Now, if standing before you was a 15 year old boy whose goal was to be the baddest Crip on 9th street, what do you think his behavioral template would look like? What behaviors would he find acceptable? How do you think he might feel about carrying a weapon? Spending a few months in the Juvenile detention Facility? Fighting? Being suspended or expelled?

Conversely, if a 15 year old child had a goal to become a Senator or President, consider how radically different their behavioral template might be? Would he/she drink alcohol? How might they view fighting? Suspensions or expulsions? Volunteer work? Educational attainment?
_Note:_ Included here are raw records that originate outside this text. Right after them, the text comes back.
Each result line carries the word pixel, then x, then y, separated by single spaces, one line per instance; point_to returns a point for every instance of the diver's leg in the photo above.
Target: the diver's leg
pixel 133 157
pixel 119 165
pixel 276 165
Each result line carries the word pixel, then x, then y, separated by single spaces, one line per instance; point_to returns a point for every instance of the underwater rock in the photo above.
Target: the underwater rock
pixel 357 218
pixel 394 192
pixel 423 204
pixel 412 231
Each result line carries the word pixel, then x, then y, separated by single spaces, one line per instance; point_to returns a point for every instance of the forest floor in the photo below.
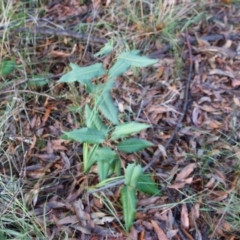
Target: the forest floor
pixel 190 98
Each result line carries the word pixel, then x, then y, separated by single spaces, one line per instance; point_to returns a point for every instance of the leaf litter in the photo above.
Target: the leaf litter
pixel 197 170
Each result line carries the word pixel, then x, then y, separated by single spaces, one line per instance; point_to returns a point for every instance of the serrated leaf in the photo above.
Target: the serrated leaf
pixel 85 135
pixel 133 145
pixel 93 120
pixel 127 129
pixel 83 75
pixel 135 60
pixel 132 173
pixel 128 198
pixel 146 185
pixel 6 67
pixel 106 106
pixel 105 50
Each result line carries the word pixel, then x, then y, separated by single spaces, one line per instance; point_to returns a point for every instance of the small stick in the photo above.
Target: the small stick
pixel 62 33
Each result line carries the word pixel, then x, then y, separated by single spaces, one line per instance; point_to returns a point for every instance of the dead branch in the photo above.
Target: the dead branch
pixel 62 33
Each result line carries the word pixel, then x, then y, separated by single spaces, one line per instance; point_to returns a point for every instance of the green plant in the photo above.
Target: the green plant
pixel 96 132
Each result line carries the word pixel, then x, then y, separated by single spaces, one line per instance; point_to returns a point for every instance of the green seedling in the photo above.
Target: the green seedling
pixel 96 133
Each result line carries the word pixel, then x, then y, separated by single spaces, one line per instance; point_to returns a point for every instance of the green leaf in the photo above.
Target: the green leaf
pixel 105 157
pixel 106 106
pixel 37 81
pixel 85 135
pixel 133 145
pixel 93 120
pixel 135 60
pixel 132 173
pixel 83 75
pixel 128 198
pixel 6 67
pixel 105 50
pixel 119 67
pixel 146 185
pixel 127 129
pixel 116 166
pixel 91 158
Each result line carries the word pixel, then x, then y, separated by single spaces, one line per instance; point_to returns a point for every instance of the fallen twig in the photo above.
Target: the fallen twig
pixel 185 107
pixel 62 33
I believe that the crisis facing our community is a crisis of aspiration. Our goals and our aspirations are the Choice – behavior is the first level of outcome – consequence is the second level of outcome. When we attempt to mitigate consequences by challenging behavior, we ignore the aspirational goal that is the driver of both. It is akin to ignoring the inputs but hoping for a different output. Anti-social behavior is the symptom, not the disease. The disease is the lack of vision and the absence of a positive aspirational self-image. We’ve got help our children dream again. We’ve got to challenge the pimp, ho, and thug images they’re consuming through television, videos, and music. We’ve got to work with our children to build their aspirations to something worthy of their potential. We've got to focus our efforts on defeating the low expectations and negative self-images that imprison our youth in lives of mediocrity when they are capable of excellence. After school programs and summer jobs are vitally important, but they are no substitute for a dream. Dr. King gave us his dream, now it’s our turn to ‘pay it forward’.

What do you think? What are the other pieces of this puzzle?